Nous vivons dans une jolie région, c’est sûr, il ne faut pas cracher dessus. Mais sommes-nous vraiment à notre place ici, nous qui n’apprécions ni la mer ni la garrigue ? Après avoir fait les comptes, nous nous sommes rendus à l’évidence. Notre vie est ailleurs.
MonsieurPapa, ça fait bien longtemps qu’il le sait. Bien longtemps qu’il rêve de grands espaces, de montagnes, de forêts, de chemins qui sentent la bouse de vache, de rochers en tous genres à escalader… En ce qui me concerne il m’aura fallu un peu plus de temps pour me rendre compte que finalement, j’ai vraiment envie de vivre ailleurs, que je me sens enfin prête à quitter mon papa et ma maman (vous l’entendez, ma voix mièvre et tremblante ?), la région dans laquelle j’ai grandie, que j’aspire à la tranquillité, que je veux quitter ma 2×2 voies, que je veux vivre plus sereinement, loin de ce tintamarre, loin des grosses populations.
Il m’aura fallu bien longtemps pour me rendre compte que finalement ici, j’ai le mal du pays

4 Replies to “Le mal du pays”

  1. ET quelle belle ville Montpellier pourtant! Mais comme toi, le bruit, la foule, depuis que j'ai Louise, ça m'a moins plu. Et depuis un an, dans une maison, à la campagne (près de la ville quand même), j'ai des journées bien plus zen: plus besoin de tout trimballer pour prendre l'air 10 minutes avec Louise, pas de galère pour se garer quand on rentre tard et qu'elle dort… Bref, une autre vie. Même si parfois je me souviens avoir adoré exister dans le mouvement de ma (petite) ville. Je ne sais pas si vous projetez de partir loin de votre région? Parce que si la garrigue pique et si les plages sont bondées, le climat, lui, n'est pas le même partout! Donc en attendant, profite!
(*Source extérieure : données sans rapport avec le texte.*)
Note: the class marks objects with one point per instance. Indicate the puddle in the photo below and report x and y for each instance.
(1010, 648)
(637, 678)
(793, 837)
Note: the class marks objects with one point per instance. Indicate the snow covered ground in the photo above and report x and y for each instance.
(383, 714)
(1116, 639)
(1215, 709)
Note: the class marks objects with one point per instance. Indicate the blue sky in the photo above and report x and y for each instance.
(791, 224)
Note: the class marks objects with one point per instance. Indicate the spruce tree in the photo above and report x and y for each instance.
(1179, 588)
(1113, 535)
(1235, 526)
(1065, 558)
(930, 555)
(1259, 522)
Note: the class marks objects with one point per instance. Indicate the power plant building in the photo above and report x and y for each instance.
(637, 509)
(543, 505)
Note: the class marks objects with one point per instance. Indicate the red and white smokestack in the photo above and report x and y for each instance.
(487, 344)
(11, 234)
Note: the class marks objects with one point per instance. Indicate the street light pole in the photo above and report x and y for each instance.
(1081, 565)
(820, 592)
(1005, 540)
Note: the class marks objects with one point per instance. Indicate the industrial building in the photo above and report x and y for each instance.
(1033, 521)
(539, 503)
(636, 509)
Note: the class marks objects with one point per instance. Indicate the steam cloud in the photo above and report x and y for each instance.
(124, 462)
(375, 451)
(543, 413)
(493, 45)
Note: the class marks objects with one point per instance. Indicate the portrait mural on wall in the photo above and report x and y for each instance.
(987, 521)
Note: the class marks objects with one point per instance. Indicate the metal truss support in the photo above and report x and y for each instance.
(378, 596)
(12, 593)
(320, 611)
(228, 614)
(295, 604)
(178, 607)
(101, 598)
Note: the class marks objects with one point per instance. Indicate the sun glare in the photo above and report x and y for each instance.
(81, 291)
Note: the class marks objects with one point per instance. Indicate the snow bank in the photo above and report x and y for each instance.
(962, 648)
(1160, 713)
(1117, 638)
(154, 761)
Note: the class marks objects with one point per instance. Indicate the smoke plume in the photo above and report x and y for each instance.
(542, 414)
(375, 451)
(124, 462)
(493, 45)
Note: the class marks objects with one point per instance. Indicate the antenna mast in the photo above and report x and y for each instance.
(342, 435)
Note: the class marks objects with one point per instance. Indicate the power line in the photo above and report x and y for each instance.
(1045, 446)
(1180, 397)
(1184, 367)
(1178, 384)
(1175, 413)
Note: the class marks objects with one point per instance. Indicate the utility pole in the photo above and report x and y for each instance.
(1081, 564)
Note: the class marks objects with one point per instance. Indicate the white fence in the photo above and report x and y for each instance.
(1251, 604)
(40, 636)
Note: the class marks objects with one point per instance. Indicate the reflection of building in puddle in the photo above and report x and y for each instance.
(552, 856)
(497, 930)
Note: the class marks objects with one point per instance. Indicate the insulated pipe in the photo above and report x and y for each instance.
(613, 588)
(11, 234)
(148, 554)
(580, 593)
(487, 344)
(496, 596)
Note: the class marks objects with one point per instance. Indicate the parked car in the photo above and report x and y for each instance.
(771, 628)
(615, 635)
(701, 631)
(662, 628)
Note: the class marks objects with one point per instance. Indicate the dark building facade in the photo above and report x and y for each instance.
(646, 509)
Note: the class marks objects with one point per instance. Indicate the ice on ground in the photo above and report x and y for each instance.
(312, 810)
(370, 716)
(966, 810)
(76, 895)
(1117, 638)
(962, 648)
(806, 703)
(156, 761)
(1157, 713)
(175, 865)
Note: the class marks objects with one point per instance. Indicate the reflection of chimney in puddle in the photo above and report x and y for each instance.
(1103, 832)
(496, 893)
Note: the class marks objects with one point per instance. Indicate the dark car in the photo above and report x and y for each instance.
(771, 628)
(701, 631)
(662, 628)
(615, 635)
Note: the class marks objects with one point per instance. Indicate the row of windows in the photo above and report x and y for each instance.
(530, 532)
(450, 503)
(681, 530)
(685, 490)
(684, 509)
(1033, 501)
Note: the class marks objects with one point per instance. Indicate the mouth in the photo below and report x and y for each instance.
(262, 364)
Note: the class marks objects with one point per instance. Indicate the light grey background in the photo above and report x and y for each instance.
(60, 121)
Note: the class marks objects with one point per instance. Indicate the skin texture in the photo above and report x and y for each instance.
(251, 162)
  2. Hé bien pour tout te dire, nous pensons partir en Isère, près de Grenoble (pour le travail c'est quand même mieux de ne pas être trop loin de la ville). Nous, c'est la montagne qui nous botte surtout.
    Après, tout ça, ça se prépare et on ne partira pas tant que MonsieurPapa n'a pas de travail là haut. On se laisse 1 an pour préparer notre départ. Louise est encore petite et ne va pas à l'école ce qui est déjà un problème de moins. J'espère juste qu'on y arrivera.

  3. Chouette projet, il n'y a pas de raison qu'il ne se concrétise pas! La montagne, ça vous gagne!

  4. Ha villars de lans!!! j'y suis allée pendant des années en vacances et j'en garde un merveilleux souvenir.